Depois de muito refletir, decidi por manter meu "contrato do tear" registrando minha pressuposição de que, mesmo que eu tente antecipar qualquer acontecimento, ainda preciso assegurar para o outro que eu não saberei de tudo. É preciso garantir que há coisas sobre as quais precisaremos dialogar para chegar a um novo consenso: Mesmo que o contrato nos faça ter direitos, é preciso verificar os verdadeiros prejuízos — especialmente de relacionamentos e emocionais. Eu sempre pensei que, mesmo se estiver escrito, nada nos obriga a deixar o outro na mão. Dinheiro a gente sempre faz, um negócio a gente recupera, mas um caráter baseado em princípios, não há contrato que assegure. 

Dinheiro a gente sempre faz, um negócio a gente recupera, mas um caráter baseado em princípios, não há contrato que assegure.

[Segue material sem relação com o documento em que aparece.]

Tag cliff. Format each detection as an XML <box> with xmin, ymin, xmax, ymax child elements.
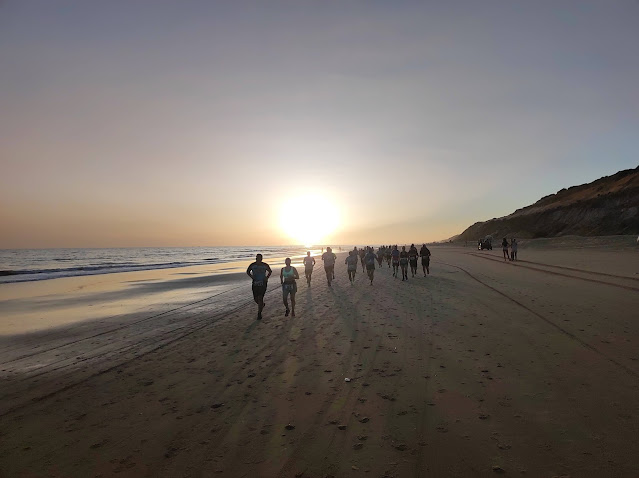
<box><xmin>457</xmin><ymin>166</ymin><xmax>639</xmax><ymax>241</ymax></box>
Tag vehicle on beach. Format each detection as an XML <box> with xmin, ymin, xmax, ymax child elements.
<box><xmin>478</xmin><ymin>235</ymin><xmax>493</xmax><ymax>250</ymax></box>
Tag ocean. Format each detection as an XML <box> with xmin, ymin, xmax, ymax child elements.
<box><xmin>0</xmin><ymin>246</ymin><xmax>346</xmax><ymax>284</ymax></box>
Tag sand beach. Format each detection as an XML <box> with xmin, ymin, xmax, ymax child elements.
<box><xmin>1</xmin><ymin>238</ymin><xmax>639</xmax><ymax>477</ymax></box>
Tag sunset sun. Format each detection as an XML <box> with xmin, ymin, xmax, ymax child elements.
<box><xmin>279</xmin><ymin>194</ymin><xmax>340</xmax><ymax>245</ymax></box>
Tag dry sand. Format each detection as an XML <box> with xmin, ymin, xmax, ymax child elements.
<box><xmin>1</xmin><ymin>241</ymin><xmax>639</xmax><ymax>477</ymax></box>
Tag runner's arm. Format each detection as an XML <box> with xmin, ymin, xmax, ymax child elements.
<box><xmin>280</xmin><ymin>268</ymin><xmax>284</xmax><ymax>284</ymax></box>
<box><xmin>246</xmin><ymin>265</ymin><xmax>253</xmax><ymax>279</ymax></box>
<box><xmin>266</xmin><ymin>265</ymin><xmax>272</xmax><ymax>279</ymax></box>
<box><xmin>293</xmin><ymin>267</ymin><xmax>300</xmax><ymax>279</ymax></box>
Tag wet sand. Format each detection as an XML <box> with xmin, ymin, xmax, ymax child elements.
<box><xmin>1</xmin><ymin>240</ymin><xmax>639</xmax><ymax>477</ymax></box>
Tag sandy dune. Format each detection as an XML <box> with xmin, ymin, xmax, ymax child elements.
<box><xmin>1</xmin><ymin>244</ymin><xmax>638</xmax><ymax>477</ymax></box>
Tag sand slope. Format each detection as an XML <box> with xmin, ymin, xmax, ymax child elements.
<box><xmin>1</xmin><ymin>246</ymin><xmax>638</xmax><ymax>477</ymax></box>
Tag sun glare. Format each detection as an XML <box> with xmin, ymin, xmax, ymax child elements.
<box><xmin>279</xmin><ymin>194</ymin><xmax>340</xmax><ymax>245</ymax></box>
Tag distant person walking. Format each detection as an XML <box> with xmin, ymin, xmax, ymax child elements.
<box><xmin>502</xmin><ymin>238</ymin><xmax>509</xmax><ymax>261</ymax></box>
<box><xmin>322</xmin><ymin>246</ymin><xmax>337</xmax><ymax>287</ymax></box>
<box><xmin>246</xmin><ymin>254</ymin><xmax>272</xmax><ymax>320</ymax></box>
<box><xmin>280</xmin><ymin>258</ymin><xmax>299</xmax><ymax>317</ymax></box>
<box><xmin>420</xmin><ymin>244</ymin><xmax>431</xmax><ymax>276</ymax></box>
<box><xmin>303</xmin><ymin>251</ymin><xmax>315</xmax><ymax>286</ymax></box>
<box><xmin>511</xmin><ymin>238</ymin><xmax>518</xmax><ymax>261</ymax></box>
<box><xmin>399</xmin><ymin>246</ymin><xmax>409</xmax><ymax>281</ymax></box>
<box><xmin>359</xmin><ymin>247</ymin><xmax>366</xmax><ymax>273</ymax></box>
<box><xmin>345</xmin><ymin>250</ymin><xmax>358</xmax><ymax>284</ymax></box>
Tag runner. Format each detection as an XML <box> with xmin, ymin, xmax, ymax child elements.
<box><xmin>322</xmin><ymin>246</ymin><xmax>337</xmax><ymax>287</ymax></box>
<box><xmin>376</xmin><ymin>247</ymin><xmax>384</xmax><ymax>267</ymax></box>
<box><xmin>419</xmin><ymin>243</ymin><xmax>431</xmax><ymax>276</ymax></box>
<box><xmin>511</xmin><ymin>238</ymin><xmax>518</xmax><ymax>261</ymax></box>
<box><xmin>391</xmin><ymin>245</ymin><xmax>400</xmax><ymax>277</ymax></box>
<box><xmin>246</xmin><ymin>253</ymin><xmax>272</xmax><ymax>320</ymax></box>
<box><xmin>302</xmin><ymin>251</ymin><xmax>315</xmax><ymax>286</ymax></box>
<box><xmin>364</xmin><ymin>246</ymin><xmax>377</xmax><ymax>285</ymax></box>
<box><xmin>345</xmin><ymin>250</ymin><xmax>359</xmax><ymax>284</ymax></box>
<box><xmin>359</xmin><ymin>247</ymin><xmax>366</xmax><ymax>273</ymax></box>
<box><xmin>408</xmin><ymin>243</ymin><xmax>419</xmax><ymax>278</ymax></box>
<box><xmin>385</xmin><ymin>246</ymin><xmax>392</xmax><ymax>268</ymax></box>
<box><xmin>280</xmin><ymin>258</ymin><xmax>299</xmax><ymax>317</ymax></box>
<box><xmin>399</xmin><ymin>246</ymin><xmax>409</xmax><ymax>281</ymax></box>
<box><xmin>502</xmin><ymin>237</ymin><xmax>509</xmax><ymax>261</ymax></box>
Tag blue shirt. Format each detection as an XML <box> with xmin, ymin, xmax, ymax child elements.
<box><xmin>247</xmin><ymin>262</ymin><xmax>272</xmax><ymax>283</ymax></box>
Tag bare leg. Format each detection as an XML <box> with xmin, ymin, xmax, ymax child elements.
<box><xmin>291</xmin><ymin>295</ymin><xmax>296</xmax><ymax>316</ymax></box>
<box><xmin>257</xmin><ymin>296</ymin><xmax>264</xmax><ymax>319</ymax></box>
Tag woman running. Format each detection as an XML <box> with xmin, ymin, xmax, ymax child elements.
<box><xmin>280</xmin><ymin>258</ymin><xmax>299</xmax><ymax>317</ymax></box>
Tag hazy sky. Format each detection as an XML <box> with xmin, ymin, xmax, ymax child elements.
<box><xmin>1</xmin><ymin>1</ymin><xmax>638</xmax><ymax>248</ymax></box>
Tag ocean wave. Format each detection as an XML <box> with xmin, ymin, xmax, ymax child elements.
<box><xmin>0</xmin><ymin>245</ymin><xmax>322</xmax><ymax>284</ymax></box>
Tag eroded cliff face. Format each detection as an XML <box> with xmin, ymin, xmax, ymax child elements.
<box><xmin>458</xmin><ymin>167</ymin><xmax>639</xmax><ymax>241</ymax></box>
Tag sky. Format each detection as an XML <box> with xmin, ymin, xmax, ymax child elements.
<box><xmin>1</xmin><ymin>0</ymin><xmax>638</xmax><ymax>248</ymax></box>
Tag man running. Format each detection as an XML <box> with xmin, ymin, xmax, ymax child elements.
<box><xmin>391</xmin><ymin>245</ymin><xmax>400</xmax><ymax>277</ymax></box>
<box><xmin>322</xmin><ymin>246</ymin><xmax>337</xmax><ymax>287</ymax></box>
<box><xmin>408</xmin><ymin>243</ymin><xmax>419</xmax><ymax>278</ymax></box>
<box><xmin>280</xmin><ymin>258</ymin><xmax>299</xmax><ymax>317</ymax></box>
<box><xmin>376</xmin><ymin>247</ymin><xmax>384</xmax><ymax>267</ymax></box>
<box><xmin>246</xmin><ymin>253</ymin><xmax>272</xmax><ymax>320</ymax></box>
<box><xmin>345</xmin><ymin>250</ymin><xmax>358</xmax><ymax>284</ymax></box>
<box><xmin>303</xmin><ymin>251</ymin><xmax>315</xmax><ymax>286</ymax></box>
<box><xmin>399</xmin><ymin>246</ymin><xmax>409</xmax><ymax>281</ymax></box>
<box><xmin>364</xmin><ymin>246</ymin><xmax>377</xmax><ymax>285</ymax></box>
<box><xmin>385</xmin><ymin>246</ymin><xmax>392</xmax><ymax>267</ymax></box>
<box><xmin>359</xmin><ymin>247</ymin><xmax>366</xmax><ymax>273</ymax></box>
<box><xmin>419</xmin><ymin>243</ymin><xmax>431</xmax><ymax>276</ymax></box>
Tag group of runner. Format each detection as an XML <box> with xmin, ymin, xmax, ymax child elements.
<box><xmin>246</xmin><ymin>244</ymin><xmax>432</xmax><ymax>320</ymax></box>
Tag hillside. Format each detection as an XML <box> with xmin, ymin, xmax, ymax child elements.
<box><xmin>457</xmin><ymin>166</ymin><xmax>639</xmax><ymax>241</ymax></box>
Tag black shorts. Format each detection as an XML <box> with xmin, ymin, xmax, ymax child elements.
<box><xmin>422</xmin><ymin>257</ymin><xmax>430</xmax><ymax>265</ymax></box>
<box><xmin>400</xmin><ymin>259</ymin><xmax>408</xmax><ymax>267</ymax></box>
<box><xmin>252</xmin><ymin>282</ymin><xmax>267</xmax><ymax>300</ymax></box>
<box><xmin>325</xmin><ymin>265</ymin><xmax>334</xmax><ymax>274</ymax></box>
<box><xmin>392</xmin><ymin>259</ymin><xmax>399</xmax><ymax>266</ymax></box>
<box><xmin>366</xmin><ymin>263</ymin><xmax>375</xmax><ymax>271</ymax></box>
<box><xmin>409</xmin><ymin>258</ymin><xmax>418</xmax><ymax>267</ymax></box>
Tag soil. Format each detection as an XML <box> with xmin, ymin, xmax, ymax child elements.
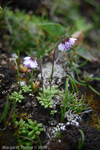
<box><xmin>0</xmin><ymin>47</ymin><xmax>100</xmax><ymax>150</ymax></box>
<box><xmin>48</xmin><ymin>124</ymin><xmax>100</xmax><ymax>150</ymax></box>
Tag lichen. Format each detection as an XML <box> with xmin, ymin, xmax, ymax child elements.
<box><xmin>38</xmin><ymin>62</ymin><xmax>66</xmax><ymax>86</ymax></box>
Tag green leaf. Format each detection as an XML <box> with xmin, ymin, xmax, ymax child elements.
<box><xmin>38</xmin><ymin>23</ymin><xmax>66</xmax><ymax>39</ymax></box>
<box><xmin>35</xmin><ymin>131</ymin><xmax>40</xmax><ymax>135</ymax></box>
<box><xmin>28</xmin><ymin>131</ymin><xmax>34</xmax><ymax>137</ymax></box>
<box><xmin>76</xmin><ymin>46</ymin><xmax>98</xmax><ymax>62</ymax></box>
<box><xmin>34</xmin><ymin>127</ymin><xmax>38</xmax><ymax>131</ymax></box>
<box><xmin>31</xmin><ymin>134</ymin><xmax>36</xmax><ymax>140</ymax></box>
<box><xmin>21</xmin><ymin>130</ymin><xmax>27</xmax><ymax>134</ymax></box>
<box><xmin>39</xmin><ymin>128</ymin><xmax>44</xmax><ymax>132</ymax></box>
<box><xmin>37</xmin><ymin>123</ymin><xmax>43</xmax><ymax>128</ymax></box>
<box><xmin>44</xmin><ymin>105</ymin><xmax>48</xmax><ymax>108</ymax></box>
<box><xmin>50</xmin><ymin>105</ymin><xmax>53</xmax><ymax>108</ymax></box>
<box><xmin>28</xmin><ymin>119</ymin><xmax>34</xmax><ymax>126</ymax></box>
<box><xmin>0</xmin><ymin>93</ymin><xmax>10</xmax><ymax>122</ymax></box>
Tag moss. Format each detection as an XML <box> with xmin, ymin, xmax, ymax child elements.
<box><xmin>85</xmin><ymin>90</ymin><xmax>100</xmax><ymax>129</ymax></box>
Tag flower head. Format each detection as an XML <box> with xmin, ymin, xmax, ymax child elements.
<box><xmin>23</xmin><ymin>57</ymin><xmax>38</xmax><ymax>69</ymax></box>
<box><xmin>58</xmin><ymin>38</ymin><xmax>77</xmax><ymax>51</ymax></box>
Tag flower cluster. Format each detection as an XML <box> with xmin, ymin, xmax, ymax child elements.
<box><xmin>23</xmin><ymin>57</ymin><xmax>38</xmax><ymax>69</ymax></box>
<box><xmin>58</xmin><ymin>38</ymin><xmax>76</xmax><ymax>51</ymax></box>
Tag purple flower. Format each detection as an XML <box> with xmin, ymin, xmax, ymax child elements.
<box><xmin>23</xmin><ymin>57</ymin><xmax>38</xmax><ymax>69</ymax></box>
<box><xmin>58</xmin><ymin>38</ymin><xmax>77</xmax><ymax>51</ymax></box>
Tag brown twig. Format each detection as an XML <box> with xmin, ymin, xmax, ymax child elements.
<box><xmin>19</xmin><ymin>135</ymin><xmax>37</xmax><ymax>144</ymax></box>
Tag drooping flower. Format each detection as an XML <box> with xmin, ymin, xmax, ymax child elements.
<box><xmin>23</xmin><ymin>57</ymin><xmax>38</xmax><ymax>69</ymax></box>
<box><xmin>58</xmin><ymin>38</ymin><xmax>77</xmax><ymax>51</ymax></box>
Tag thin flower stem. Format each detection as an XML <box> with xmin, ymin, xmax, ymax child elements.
<box><xmin>31</xmin><ymin>69</ymin><xmax>34</xmax><ymax>92</ymax></box>
<box><xmin>50</xmin><ymin>37</ymin><xmax>63</xmax><ymax>90</ymax></box>
<box><xmin>13</xmin><ymin>98</ymin><xmax>16</xmax><ymax>122</ymax></box>
<box><xmin>37</xmin><ymin>58</ymin><xmax>44</xmax><ymax>94</ymax></box>
<box><xmin>15</xmin><ymin>60</ymin><xmax>21</xmax><ymax>90</ymax></box>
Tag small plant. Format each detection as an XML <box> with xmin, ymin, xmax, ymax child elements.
<box><xmin>57</xmin><ymin>129</ymin><xmax>61</xmax><ymax>138</ymax></box>
<box><xmin>44</xmin><ymin>86</ymin><xmax>59</xmax><ymax>96</ymax></box>
<box><xmin>50</xmin><ymin>110</ymin><xmax>57</xmax><ymax>115</ymax></box>
<box><xmin>37</xmin><ymin>86</ymin><xmax>59</xmax><ymax>109</ymax></box>
<box><xmin>83</xmin><ymin>71</ymin><xmax>93</xmax><ymax>82</ymax></box>
<box><xmin>65</xmin><ymin>92</ymin><xmax>91</xmax><ymax>114</ymax></box>
<box><xmin>32</xmin><ymin>80</ymin><xmax>40</xmax><ymax>93</ymax></box>
<box><xmin>11</xmin><ymin>90</ymin><xmax>24</xmax><ymax>122</ymax></box>
<box><xmin>50</xmin><ymin>36</ymin><xmax>76</xmax><ymax>89</ymax></box>
<box><xmin>37</xmin><ymin>92</ymin><xmax>53</xmax><ymax>109</ymax></box>
<box><xmin>11</xmin><ymin>90</ymin><xmax>24</xmax><ymax>103</ymax></box>
<box><xmin>27</xmin><ymin>119</ymin><xmax>43</xmax><ymax>138</ymax></box>
<box><xmin>60</xmin><ymin>78</ymin><xmax>92</xmax><ymax>121</ymax></box>
<box><xmin>15</xmin><ymin>119</ymin><xmax>43</xmax><ymax>148</ymax></box>
<box><xmin>22</xmin><ymin>85</ymin><xmax>32</xmax><ymax>93</ymax></box>
<box><xmin>23</xmin><ymin>57</ymin><xmax>38</xmax><ymax>92</ymax></box>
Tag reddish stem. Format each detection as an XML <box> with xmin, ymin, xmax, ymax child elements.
<box><xmin>50</xmin><ymin>37</ymin><xmax>62</xmax><ymax>90</ymax></box>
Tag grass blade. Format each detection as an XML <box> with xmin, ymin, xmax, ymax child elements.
<box><xmin>0</xmin><ymin>93</ymin><xmax>10</xmax><ymax>122</ymax></box>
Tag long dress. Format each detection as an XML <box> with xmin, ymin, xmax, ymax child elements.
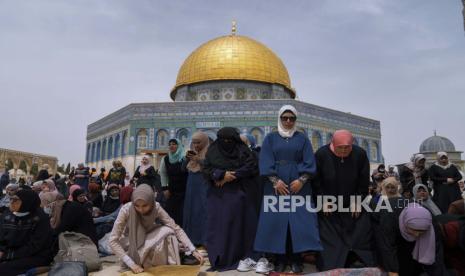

Tem arte, assim como a filosofia, que ultrapassa as gerações. Também assim é a verdade, e para o final de todo conto de fadas, o bem sempre prevalece. É hora, entretanto, de crescer e ler os nossos contratos, sem pressa construir com bases conhecidas as nossas melhores escolhas. Pedi uma reunião, antes de assinar — torcendo pelo consenso e sem pressa para o perfeito.